The rise and fall of Henry Hub
The US’ rise to the rank of the world’s largest LNG producer — nearly 90mn t/yr at present — has already changed the market, with its flexible contract terms and the first gas-to-gas indexation used at scale in LNG contracts.
And yet, Henry Hub-linked formulas are still based on a price that is largely disconnected from the global LNG market. Despite the sheer size of US liquefaction capacity, it still accounts for only a small proportion of the US gas market — the 9.67bn ft³/d of gas fed to liquefaction facilities in January-November equates to just under 10pc of dry gas production in the US’ 48 lower states, according to the US’ Energy Information Administration.

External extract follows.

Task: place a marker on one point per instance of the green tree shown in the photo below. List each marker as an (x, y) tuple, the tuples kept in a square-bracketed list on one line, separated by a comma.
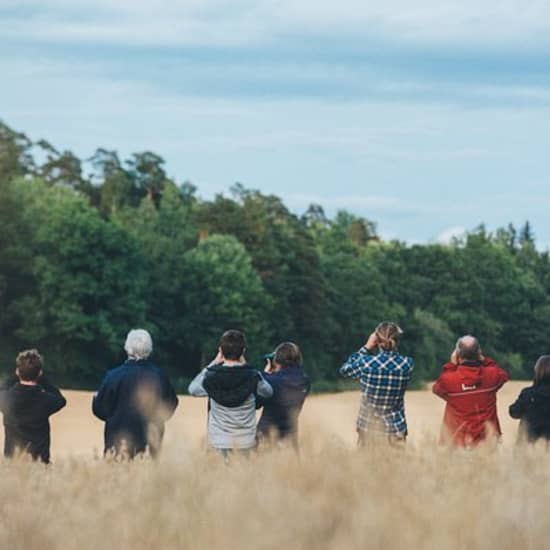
[(224, 291)]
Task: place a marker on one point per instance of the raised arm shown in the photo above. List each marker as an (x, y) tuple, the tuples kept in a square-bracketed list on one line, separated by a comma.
[(355, 363), (264, 389), (55, 399)]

This leaves firms exposed to price risks. Most firms that had signed up for US offtake had been losing money for years, only securing profits if they were reselling those volumes under oil-linked deals. The costliest projects —such as the 15mn t/yr Corpus Christi facility in Texas — only started being profitable from the start of 2021, nearly two years after commissioning. (see graph)
The recent memory of those losses may have curbed interest in Henry Hub-linked contracts, even though these would be much less costly than oil-linked prices at present. Tellurian chief executive Octavio Simoes says the firm would still consider Henry Hub-linked contracts, but there is no demand at present.
In search of a pure LNG index
In truth, the likes of Tellurian might themselves have little appetite to sign up for a fixed liquefaction fee, when the gap between spot prices and feedgas costs is perhaps 10 times wider. In its recent deals, the firm has instead opted for a mechanism that sets fob prices at a netback to either the Dutch TTF gas hub or the Platts Japan Korea Marker (JKM) index, which represents spot LNG prices for delivery to northeast Asia.
Both options have their flaws. The JKM is “performing a function” in the market, Shell executive vice-president Steve Hill said at a recent event, “but when you are looking at an index where 50pc of the cargoes are being brought by one trading house [and] 30pc by another trading house, […] it’s not obvious that that function is actually representing the price Asian importers should be buying at”. Hill’s comment echoed the concerns of many market participants, who have repeatedly flagged the large influence a handful of firms have on JKM price formation.
Regarding the TTF, Hill said it is “quite attractive at the moment”, but wondered whether there is “any reason why the Asian LNG industry indexes itself to European weather or Russian gas pipeline flows?”. The Dutch hub is more linked to LNG fundamentals than the Henry Hub is, but it reacts to a much wider range of variables that have little to do with LNG. European LNG prices have been linked to the TTF in recent years, but still swing — quite rapidly at times, as in recent weeks — from ample discounts to sizeable premiums and vice versa, as LNG fundamentals do not necessarily chime with purely European ones (see graph).
There is also the element of freight creating additional risk. Tonnage demand can swing sharply, depending on how far vessels need to travel to deliver cargoes, and frequent changes in the supply and demand balance between the Atlantic and Asia-Pacific basins have triggered stronger volatility in the LNG freight market in recent months. (see graph)
Tellurian’s attempt to combine very different hedging tools into a single mechanism is effectively a proxy for price indexes that already exist, but have so far failed to establish themselves as an accepted global LNG reference. It might be time to reconsider.